6 is inside the logarithm as well.
• Apr 8th 2008, 07:49 PM
topher0805
That was just a typo by me. It still isn't the right answer and I have no idea why.
• Apr 8th 2008, 07:51 PM
o_O
Oooh. You just need to simplify a bit more. Remember your logarithm rules? You can bring the 2 up:

$\displaystyle y = e^{\ln(x+6)^{2}}$

And hopefully you'll see how the e and the ln disappears ;)

Or you could've realized:
$\displaystyle y = e^{2t} = \left(e^{t}\right)^{2} = (x + 6)^{2}$
• Apr 8th 2008, 07:52 PM
topher0805
I don't know how I missed that.

• Apr 8th 2008, 08:12 PM
Soroban
Hello, topher0805!

Quote:

Given: .$\displaystyle \begin{array}{cccc}x& = & e^t - 6 & {\color{blue}[1]}\\ y &= &e^{2t} & {\color{blue}[2]}\end{array}$

Eliminate the parameter to find a Cartesian equation of the curve.
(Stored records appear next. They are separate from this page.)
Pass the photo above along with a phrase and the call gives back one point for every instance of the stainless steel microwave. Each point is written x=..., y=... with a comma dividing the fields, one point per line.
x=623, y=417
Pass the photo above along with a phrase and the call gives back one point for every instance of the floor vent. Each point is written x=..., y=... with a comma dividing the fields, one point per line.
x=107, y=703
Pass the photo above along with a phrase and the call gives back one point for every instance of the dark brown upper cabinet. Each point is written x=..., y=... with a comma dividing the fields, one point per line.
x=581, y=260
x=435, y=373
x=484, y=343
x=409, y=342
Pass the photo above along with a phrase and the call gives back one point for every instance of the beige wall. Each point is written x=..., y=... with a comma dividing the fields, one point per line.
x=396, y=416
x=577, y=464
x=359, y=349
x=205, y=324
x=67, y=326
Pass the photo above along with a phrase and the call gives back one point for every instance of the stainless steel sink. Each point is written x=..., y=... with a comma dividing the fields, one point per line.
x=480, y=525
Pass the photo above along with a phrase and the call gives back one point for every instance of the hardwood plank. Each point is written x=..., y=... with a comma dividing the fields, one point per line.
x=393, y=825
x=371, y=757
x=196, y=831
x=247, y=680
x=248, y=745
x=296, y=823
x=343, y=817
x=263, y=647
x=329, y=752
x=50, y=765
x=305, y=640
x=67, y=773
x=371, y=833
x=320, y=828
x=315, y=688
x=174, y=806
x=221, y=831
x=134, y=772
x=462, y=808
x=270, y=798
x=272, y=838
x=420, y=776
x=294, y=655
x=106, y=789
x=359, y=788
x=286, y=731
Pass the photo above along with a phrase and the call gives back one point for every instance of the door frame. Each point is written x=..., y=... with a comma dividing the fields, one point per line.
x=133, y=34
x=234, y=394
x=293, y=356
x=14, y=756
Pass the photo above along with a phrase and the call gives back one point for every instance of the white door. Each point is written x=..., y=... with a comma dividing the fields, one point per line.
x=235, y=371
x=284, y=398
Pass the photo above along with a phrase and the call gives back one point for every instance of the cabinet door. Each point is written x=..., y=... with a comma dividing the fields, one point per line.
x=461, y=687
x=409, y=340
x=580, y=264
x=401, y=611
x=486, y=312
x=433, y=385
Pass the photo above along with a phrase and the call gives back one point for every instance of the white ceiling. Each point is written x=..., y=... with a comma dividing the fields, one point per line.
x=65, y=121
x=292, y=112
From [1], we have: .$\displaystyle e^t \:=\:x+6\quad\Rightarrow\quad e^{2t} \:=\:(x+6)^2$

Substitute into [2]: .$\displaystyle y \:=\:(x+6)^2$

This is an up-opening parabola with vertex (-6, 0).
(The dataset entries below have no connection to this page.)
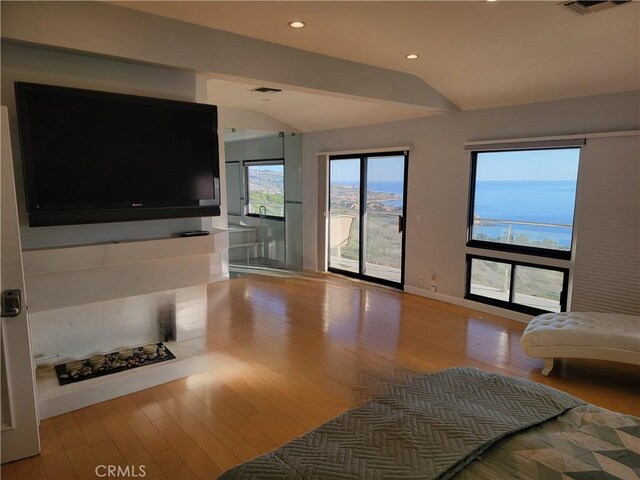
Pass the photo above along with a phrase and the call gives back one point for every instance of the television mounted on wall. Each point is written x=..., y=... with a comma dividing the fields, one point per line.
x=94, y=157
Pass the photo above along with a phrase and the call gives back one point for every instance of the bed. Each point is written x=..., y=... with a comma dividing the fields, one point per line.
x=462, y=423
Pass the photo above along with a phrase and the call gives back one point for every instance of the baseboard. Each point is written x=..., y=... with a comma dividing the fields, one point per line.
x=462, y=302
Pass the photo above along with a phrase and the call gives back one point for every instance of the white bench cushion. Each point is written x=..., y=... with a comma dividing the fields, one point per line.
x=604, y=336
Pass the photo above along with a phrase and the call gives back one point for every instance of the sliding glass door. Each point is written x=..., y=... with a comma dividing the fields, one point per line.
x=366, y=216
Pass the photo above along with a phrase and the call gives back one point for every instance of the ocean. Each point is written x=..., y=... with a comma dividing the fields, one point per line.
x=525, y=201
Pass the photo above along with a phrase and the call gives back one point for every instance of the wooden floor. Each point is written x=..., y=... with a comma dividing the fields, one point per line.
x=288, y=354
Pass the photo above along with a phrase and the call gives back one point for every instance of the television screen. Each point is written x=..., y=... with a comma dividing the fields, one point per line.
x=93, y=157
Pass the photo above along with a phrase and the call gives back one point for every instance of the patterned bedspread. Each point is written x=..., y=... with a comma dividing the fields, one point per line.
x=585, y=443
x=424, y=427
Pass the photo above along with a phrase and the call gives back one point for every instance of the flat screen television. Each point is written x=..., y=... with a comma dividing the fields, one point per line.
x=94, y=157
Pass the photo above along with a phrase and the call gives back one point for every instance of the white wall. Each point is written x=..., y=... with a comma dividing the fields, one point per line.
x=439, y=171
x=127, y=316
x=41, y=66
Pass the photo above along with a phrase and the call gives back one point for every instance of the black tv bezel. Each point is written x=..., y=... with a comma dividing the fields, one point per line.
x=71, y=214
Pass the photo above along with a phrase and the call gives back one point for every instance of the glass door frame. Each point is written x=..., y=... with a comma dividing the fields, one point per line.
x=362, y=216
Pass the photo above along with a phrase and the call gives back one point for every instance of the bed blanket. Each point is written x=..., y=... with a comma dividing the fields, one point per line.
x=423, y=427
x=584, y=443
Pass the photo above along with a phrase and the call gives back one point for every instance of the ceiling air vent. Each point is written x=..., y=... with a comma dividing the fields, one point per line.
x=266, y=90
x=583, y=7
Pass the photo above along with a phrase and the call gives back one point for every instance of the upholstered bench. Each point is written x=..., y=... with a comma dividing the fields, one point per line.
x=602, y=336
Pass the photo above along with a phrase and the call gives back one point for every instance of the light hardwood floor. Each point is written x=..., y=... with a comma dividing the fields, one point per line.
x=288, y=354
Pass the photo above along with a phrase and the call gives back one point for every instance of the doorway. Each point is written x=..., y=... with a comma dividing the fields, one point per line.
x=367, y=206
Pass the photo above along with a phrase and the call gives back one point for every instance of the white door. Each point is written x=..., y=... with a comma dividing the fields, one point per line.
x=19, y=412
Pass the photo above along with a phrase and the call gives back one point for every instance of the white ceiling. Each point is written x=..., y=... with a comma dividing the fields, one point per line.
x=478, y=54
x=308, y=112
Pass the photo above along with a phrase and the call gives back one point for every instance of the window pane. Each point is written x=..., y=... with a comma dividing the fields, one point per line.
x=266, y=189
x=538, y=288
x=526, y=198
x=490, y=279
x=344, y=211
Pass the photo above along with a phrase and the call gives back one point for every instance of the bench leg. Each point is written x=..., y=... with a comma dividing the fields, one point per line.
x=548, y=366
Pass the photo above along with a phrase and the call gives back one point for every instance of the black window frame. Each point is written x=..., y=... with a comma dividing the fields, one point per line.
x=506, y=247
x=511, y=305
x=256, y=163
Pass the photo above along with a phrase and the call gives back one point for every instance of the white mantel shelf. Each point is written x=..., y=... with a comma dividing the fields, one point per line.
x=60, y=277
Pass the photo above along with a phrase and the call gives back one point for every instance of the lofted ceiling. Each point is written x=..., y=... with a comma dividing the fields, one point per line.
x=308, y=112
x=477, y=54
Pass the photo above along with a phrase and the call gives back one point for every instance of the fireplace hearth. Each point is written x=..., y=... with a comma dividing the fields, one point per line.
x=101, y=365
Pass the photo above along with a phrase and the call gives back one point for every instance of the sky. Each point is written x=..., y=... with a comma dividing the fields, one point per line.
x=380, y=169
x=550, y=165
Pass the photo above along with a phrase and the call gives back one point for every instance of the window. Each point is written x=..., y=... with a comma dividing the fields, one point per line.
x=265, y=188
x=523, y=287
x=523, y=201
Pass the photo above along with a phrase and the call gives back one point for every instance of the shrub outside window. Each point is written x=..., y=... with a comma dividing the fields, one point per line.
x=527, y=288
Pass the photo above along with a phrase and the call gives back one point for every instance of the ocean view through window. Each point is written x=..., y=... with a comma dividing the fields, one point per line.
x=524, y=200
However, note the domains of $\displaystyle x\text{ and }y\!:\;\;\begin{Bmatrix} x &\in &(\text{-}6,\,\infty) \\ y &\in &(0,\,\infty) \end{Bmatrix}$
Code:

                    |*                     |                     |                     *                     |                     *|                   * |                 *  |       --------o------+-----             -6      |

The graph is only the "right half" of the parabola.